Late diagnosis of McCune-Albright with severe kyphoscoliosis, acromegaly and tertiary hyperparathyroidism

Anna Boguslawska ¹ Maria Komisarz-Calik ¹ Alicja Hubalewska-Dydejczyk ¹ Marta Korbonits ² Pauline Romanet ³ Anne Barlier ³ Aleksandra Gilis-Januszewska ^1*

• ¹ Department of Endocrinology, Faculty of Medicine, Jagiellonian University Medical College, Kraków, Lesser Poland, Poland
• ² Centre for Endocrinology, William Harvey Research Institute, Barts and the London School of Medicine and Dentistry, Queen Mary University of London, London EC1M 6BQ, UK, London, United Kingdom
• ³ Aix Marseille Univ, APHM, INSERM, MMG, La Timone Hospital, Laboratory of Molecular Biology GEnOPe, Biogenopole, Marseille, France, Marsielle, France

McCune-Albright syndrome (MAS) is a rare genetic disorder caused by somatic activating variants of the GNAS gene. Due to the mosaic state of the variants, the clinical presentation of MAS varies widely depending on the tissues involved.
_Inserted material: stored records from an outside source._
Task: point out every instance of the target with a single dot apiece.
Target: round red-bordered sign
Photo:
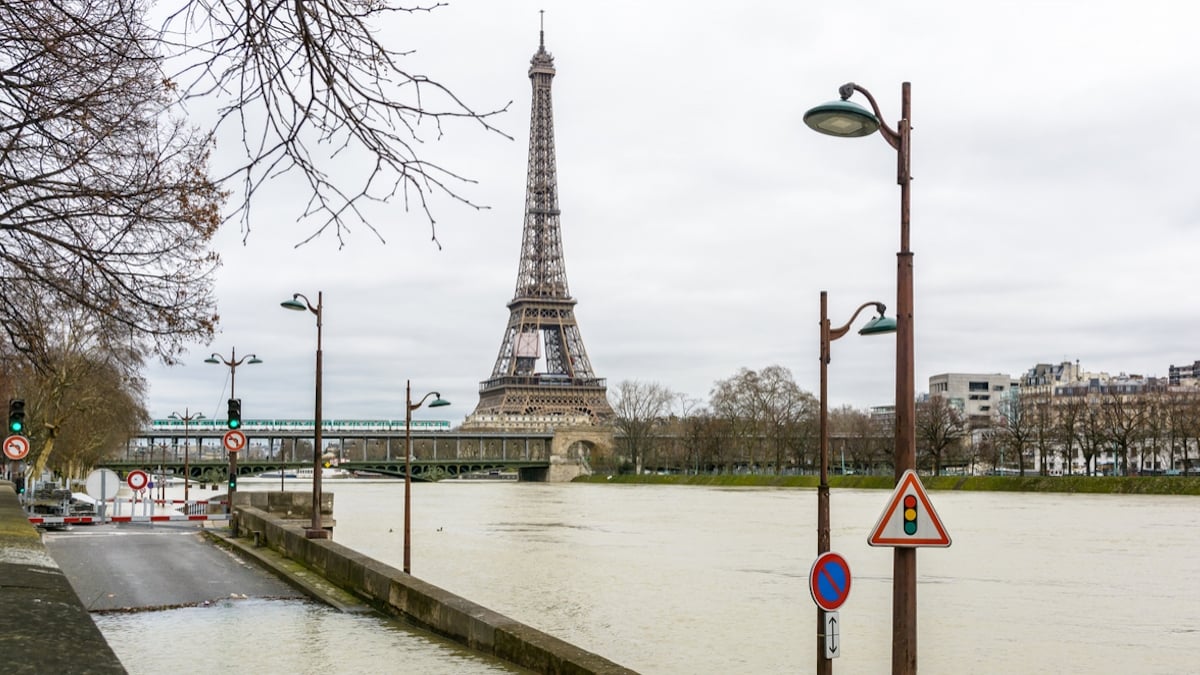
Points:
(829, 580)
(137, 479)
(16, 447)
(234, 440)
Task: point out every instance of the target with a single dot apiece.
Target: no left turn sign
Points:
(137, 479)
(16, 447)
(234, 440)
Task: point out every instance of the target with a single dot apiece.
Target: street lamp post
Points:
(877, 326)
(187, 419)
(847, 119)
(409, 406)
(316, 531)
(233, 362)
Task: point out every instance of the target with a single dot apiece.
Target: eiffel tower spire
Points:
(543, 368)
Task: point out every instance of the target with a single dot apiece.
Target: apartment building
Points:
(979, 396)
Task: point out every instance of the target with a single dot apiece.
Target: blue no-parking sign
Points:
(829, 580)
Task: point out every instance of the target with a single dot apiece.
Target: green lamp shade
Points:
(841, 118)
(879, 326)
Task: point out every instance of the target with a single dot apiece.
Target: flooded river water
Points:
(687, 580)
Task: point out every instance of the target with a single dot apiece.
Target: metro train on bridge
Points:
(219, 425)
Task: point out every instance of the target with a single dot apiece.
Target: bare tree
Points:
(105, 202)
(1125, 420)
(771, 412)
(641, 408)
(305, 82)
(1019, 426)
(939, 428)
(1068, 420)
(81, 400)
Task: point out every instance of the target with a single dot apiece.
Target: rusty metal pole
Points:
(904, 580)
(317, 531)
(825, 665)
(408, 472)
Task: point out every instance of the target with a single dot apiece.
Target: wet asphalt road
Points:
(154, 566)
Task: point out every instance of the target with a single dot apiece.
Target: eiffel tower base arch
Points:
(570, 452)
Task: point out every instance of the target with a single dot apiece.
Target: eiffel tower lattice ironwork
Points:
(543, 311)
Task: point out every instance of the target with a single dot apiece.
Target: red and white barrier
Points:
(96, 519)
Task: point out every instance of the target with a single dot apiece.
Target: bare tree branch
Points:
(306, 82)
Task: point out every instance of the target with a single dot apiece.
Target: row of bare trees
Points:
(1150, 430)
(763, 422)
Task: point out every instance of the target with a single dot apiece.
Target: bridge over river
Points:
(375, 447)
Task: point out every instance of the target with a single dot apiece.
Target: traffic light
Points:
(234, 416)
(17, 416)
(910, 514)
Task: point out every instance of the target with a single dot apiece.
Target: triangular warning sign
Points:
(910, 519)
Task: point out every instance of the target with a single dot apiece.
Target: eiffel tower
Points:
(543, 368)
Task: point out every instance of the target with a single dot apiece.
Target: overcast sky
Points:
(1055, 204)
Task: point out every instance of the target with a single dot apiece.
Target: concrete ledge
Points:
(43, 625)
(424, 604)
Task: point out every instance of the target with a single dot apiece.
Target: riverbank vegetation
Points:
(763, 423)
(1083, 484)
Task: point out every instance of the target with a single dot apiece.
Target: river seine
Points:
(697, 580)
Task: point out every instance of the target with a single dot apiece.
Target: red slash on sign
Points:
(137, 479)
(234, 440)
(829, 580)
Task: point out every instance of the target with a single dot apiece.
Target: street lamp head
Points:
(841, 118)
(879, 326)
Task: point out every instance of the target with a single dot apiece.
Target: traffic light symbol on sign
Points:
(17, 416)
(909, 519)
(234, 416)
(910, 514)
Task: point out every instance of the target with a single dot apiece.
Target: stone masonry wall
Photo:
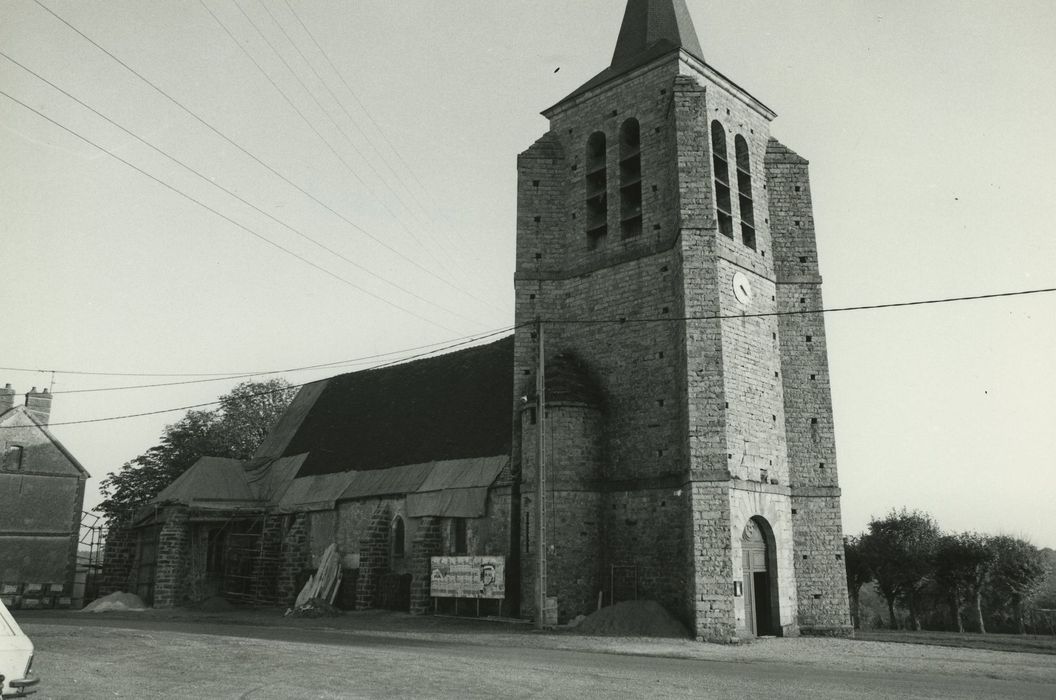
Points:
(428, 543)
(817, 530)
(118, 559)
(576, 552)
(173, 559)
(296, 556)
(373, 556)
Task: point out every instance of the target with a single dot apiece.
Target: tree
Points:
(899, 550)
(859, 573)
(962, 566)
(233, 430)
(1018, 569)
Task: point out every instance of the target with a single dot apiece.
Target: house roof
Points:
(451, 407)
(20, 417)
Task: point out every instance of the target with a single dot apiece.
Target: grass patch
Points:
(1022, 643)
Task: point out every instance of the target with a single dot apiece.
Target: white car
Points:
(16, 659)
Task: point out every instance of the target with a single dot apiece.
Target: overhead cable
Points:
(226, 218)
(213, 183)
(252, 395)
(250, 155)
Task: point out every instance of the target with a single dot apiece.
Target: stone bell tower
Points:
(661, 233)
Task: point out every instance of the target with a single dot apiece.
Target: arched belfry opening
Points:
(759, 570)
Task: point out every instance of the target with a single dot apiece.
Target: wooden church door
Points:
(758, 618)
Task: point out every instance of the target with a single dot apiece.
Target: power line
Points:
(326, 143)
(838, 309)
(352, 92)
(211, 182)
(347, 167)
(353, 120)
(330, 146)
(259, 394)
(242, 149)
(225, 216)
(326, 365)
(312, 68)
(228, 375)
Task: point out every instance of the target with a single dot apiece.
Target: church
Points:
(676, 445)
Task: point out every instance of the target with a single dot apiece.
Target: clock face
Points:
(742, 288)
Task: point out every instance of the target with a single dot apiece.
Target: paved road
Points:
(169, 659)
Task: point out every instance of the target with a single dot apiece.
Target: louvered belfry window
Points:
(720, 168)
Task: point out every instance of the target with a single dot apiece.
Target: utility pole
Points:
(541, 472)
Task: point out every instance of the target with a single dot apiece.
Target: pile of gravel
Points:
(115, 603)
(214, 604)
(633, 619)
(316, 607)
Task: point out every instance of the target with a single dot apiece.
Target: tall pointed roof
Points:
(651, 29)
(649, 22)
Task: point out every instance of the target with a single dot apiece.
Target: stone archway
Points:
(759, 570)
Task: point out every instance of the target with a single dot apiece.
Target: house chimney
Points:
(39, 403)
(6, 399)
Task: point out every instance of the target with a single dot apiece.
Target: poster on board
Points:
(468, 576)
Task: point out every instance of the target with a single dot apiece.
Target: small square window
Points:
(459, 536)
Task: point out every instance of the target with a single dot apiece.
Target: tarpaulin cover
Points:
(464, 473)
(319, 492)
(269, 478)
(387, 481)
(450, 503)
(210, 480)
(456, 488)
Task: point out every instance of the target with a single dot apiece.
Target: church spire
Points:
(652, 26)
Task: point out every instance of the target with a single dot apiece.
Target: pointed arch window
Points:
(745, 192)
(630, 178)
(597, 182)
(720, 169)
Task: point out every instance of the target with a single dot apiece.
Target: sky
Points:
(368, 151)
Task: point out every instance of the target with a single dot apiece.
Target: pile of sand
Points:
(314, 608)
(214, 604)
(115, 603)
(633, 619)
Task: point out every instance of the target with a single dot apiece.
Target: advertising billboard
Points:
(468, 576)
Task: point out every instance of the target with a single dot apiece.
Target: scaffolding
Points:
(91, 552)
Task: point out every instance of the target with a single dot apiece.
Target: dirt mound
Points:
(115, 603)
(314, 608)
(633, 619)
(214, 604)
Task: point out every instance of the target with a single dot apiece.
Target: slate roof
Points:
(451, 407)
(651, 29)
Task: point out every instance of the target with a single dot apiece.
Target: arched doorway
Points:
(760, 580)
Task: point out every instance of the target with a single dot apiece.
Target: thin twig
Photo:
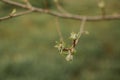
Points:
(58, 14)
(15, 15)
(58, 29)
(82, 27)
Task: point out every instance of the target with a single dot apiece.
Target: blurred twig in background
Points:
(59, 14)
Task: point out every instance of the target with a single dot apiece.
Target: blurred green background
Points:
(27, 44)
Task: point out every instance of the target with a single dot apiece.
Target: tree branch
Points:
(62, 15)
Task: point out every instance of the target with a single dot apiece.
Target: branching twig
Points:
(15, 15)
(58, 14)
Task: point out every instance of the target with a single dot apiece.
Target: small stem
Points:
(58, 30)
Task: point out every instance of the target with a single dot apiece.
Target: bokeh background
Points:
(27, 44)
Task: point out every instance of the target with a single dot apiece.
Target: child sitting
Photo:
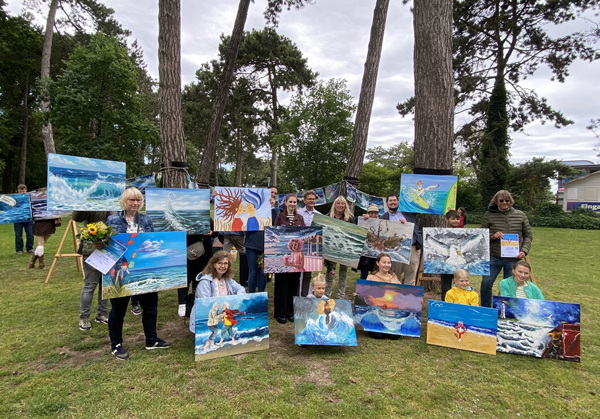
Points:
(461, 293)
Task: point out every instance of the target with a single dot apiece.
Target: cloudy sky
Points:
(334, 34)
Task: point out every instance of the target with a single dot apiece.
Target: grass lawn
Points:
(49, 368)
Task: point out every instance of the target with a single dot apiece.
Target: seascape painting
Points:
(447, 249)
(15, 208)
(231, 325)
(153, 262)
(459, 326)
(427, 194)
(323, 322)
(179, 209)
(342, 241)
(293, 249)
(538, 328)
(388, 308)
(242, 209)
(84, 184)
(391, 237)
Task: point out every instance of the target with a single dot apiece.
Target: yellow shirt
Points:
(456, 295)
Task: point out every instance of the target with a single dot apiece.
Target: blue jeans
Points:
(487, 282)
(256, 275)
(28, 226)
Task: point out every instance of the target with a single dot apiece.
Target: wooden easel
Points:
(71, 226)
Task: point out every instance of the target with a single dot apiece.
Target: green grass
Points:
(49, 368)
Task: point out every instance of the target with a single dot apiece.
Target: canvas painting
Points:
(323, 322)
(83, 184)
(391, 237)
(538, 328)
(179, 209)
(293, 249)
(153, 262)
(15, 208)
(231, 325)
(427, 194)
(242, 209)
(342, 241)
(447, 249)
(459, 326)
(388, 308)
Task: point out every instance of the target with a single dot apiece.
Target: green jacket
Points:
(510, 222)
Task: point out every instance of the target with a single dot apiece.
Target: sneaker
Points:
(120, 353)
(159, 344)
(84, 323)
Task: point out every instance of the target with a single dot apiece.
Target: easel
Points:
(78, 258)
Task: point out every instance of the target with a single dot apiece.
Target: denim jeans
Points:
(28, 226)
(256, 275)
(487, 282)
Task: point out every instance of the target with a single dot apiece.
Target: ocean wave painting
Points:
(179, 209)
(84, 184)
(320, 322)
(249, 320)
(15, 208)
(153, 262)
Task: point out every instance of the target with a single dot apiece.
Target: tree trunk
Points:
(169, 74)
(47, 137)
(224, 85)
(367, 91)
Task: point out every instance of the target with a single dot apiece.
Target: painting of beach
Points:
(179, 209)
(84, 184)
(459, 326)
(388, 308)
(538, 328)
(342, 241)
(153, 262)
(231, 325)
(427, 194)
(293, 249)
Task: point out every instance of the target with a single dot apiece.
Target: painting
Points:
(447, 249)
(84, 184)
(323, 322)
(179, 209)
(293, 249)
(342, 241)
(388, 308)
(15, 208)
(242, 209)
(39, 207)
(391, 237)
(231, 325)
(427, 194)
(153, 262)
(538, 328)
(459, 326)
We present a case of a 40-year-old woman who was admitted to the Pulmonary Unit due to progressive pulmonary insufficiency secondary to severe scoliosis. Upon physical examination, hyperpigmented skin lesions on the neck, features of acromegaly, and scoliosis were noted. Radiographic imaging revealed osteolytic lesions of the axial skeleton, which were suspected to be metastases. Imaging via 18F-fluorodeoxyglucose positron emission tomography (18F-FDG PET) did not confirm metastases and revealed a pituitary lesion. The laboratory workup confirmed acromegaly. Additionally, hypercalcemia, normophosphatemia, elevated parathyroid hormone level, and decreased urine calcium excretion were found. Further examinations revealed kidney stones, cholecystolithiasis, and severe osteoporosis. During follow-up visits, hypophosphatemia has been observed. Bone scintigraphy revealed increased tracer uptake in multiple skeletal system parts, corresponding to degenerative changes. Genetic testing using Sanger sequencing was negative for MEN1 and CDKN1B mutations but revealed a common germline, heterozygous GNAS variant NM_000516.7:c.531-13_531-10del (rs576071932) -classified as a variant of uncertain significance (RCV000597562.1) with a minor allele frequency of 0.265%. Digital Droplet Polymerase Chain Reaction in the circulating cell-free DNA was negative for R201C and R201H GNAS mutation. This case emphasizes that acromegaly, skeletal deformity, hyperpigmented skin lesions, and hyperfunction of the thyroid and parathyroid glands may lead to suspicion of MAS. The diagnosis is often made clinically based on two or more characteristic symptoms. Genetic confirmation of MAS can be challenging.